Opinion
No. 7944.
February 29, 1928.
Appeal from District Court, Nueces County; W. B. Hopkins, Judge.
Action by Jean Cohn Wakefield and others against C. L. Burchers and others. From an order dismissing the cause, plaintiffs appeal. Appeal dismissed.
W. M. Groce, of San Antonio, for appellants.
Kleberg North, of Corpus Christi, for appellees.
In this cause appellants have filed no briefs, and it therefore becomes the duty of this court to dismiss the appeal, unless it appears from the record that fundamental error was committed in the disposition of the cause in the court below. It appears that court sustained a general demurrer to appellants' petition, and, upon appellants' refusal to amend, dismissed the cause. The appeal is from the order of dismissal.
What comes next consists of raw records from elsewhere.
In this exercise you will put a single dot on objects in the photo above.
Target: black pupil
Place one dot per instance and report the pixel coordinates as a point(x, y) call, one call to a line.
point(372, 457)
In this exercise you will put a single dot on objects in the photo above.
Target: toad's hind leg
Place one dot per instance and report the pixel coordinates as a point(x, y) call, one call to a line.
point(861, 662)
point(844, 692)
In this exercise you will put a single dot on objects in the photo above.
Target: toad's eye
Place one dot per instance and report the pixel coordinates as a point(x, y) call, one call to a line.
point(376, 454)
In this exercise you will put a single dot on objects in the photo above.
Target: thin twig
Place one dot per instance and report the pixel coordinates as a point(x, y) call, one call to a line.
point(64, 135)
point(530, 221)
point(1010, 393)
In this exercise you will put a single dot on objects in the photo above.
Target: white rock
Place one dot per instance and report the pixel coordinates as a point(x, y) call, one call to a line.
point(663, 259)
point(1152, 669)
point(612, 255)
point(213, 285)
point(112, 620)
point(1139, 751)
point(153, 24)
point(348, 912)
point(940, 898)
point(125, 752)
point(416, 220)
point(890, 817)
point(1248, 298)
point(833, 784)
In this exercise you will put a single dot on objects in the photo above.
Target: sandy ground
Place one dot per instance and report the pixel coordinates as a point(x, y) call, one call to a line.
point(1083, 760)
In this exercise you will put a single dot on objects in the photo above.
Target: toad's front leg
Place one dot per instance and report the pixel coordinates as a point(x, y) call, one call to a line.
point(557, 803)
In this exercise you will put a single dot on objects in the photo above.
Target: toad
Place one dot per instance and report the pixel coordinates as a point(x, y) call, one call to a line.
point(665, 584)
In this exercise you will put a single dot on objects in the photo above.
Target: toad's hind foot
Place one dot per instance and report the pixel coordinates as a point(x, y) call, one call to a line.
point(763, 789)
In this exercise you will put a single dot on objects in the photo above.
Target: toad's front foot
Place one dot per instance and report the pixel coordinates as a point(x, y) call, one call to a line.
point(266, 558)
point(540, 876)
The action of the court in sustaining the general demurrer was, of course, fundamental in nature, requiring that it be considered by this court, even in the absence of assignment of error or briefs.
It appears from appellants' petition that in July, 1922, appellees filed a suit against appellants; that this suit remained on the docket until in March, 1926, when judgment was rendered in favor of appellees and against appellants. Neither appellants nor any counsel representing them were present at the trial, which proceeded without them. Appellants prosecuted no appeal or writ of error from that judgment, although they filed a motion for new trial a few days after it was rendered, but after the court had adjourned for the term. Later in the year appellants filed a suit in the same court to set aside the judgment complained of, but failed to press that suit, and it was subsequently dismissed for want of prosecution. Later on appellants filed this, the second suit to set aside the former judgment, and declare the same to be void, and for injunction, and it was the petition in the second suit against which the general demurrer was sustained, and of which action complaint is made in this appeal. We conclude that the facts set out in the stricken petition disclose such a lack of diligence as to cut off appellants from any right of recourse to a court of equity, and that the trial court did not err in sustaining the general demurrer.
The appeal is accordingly dismissed.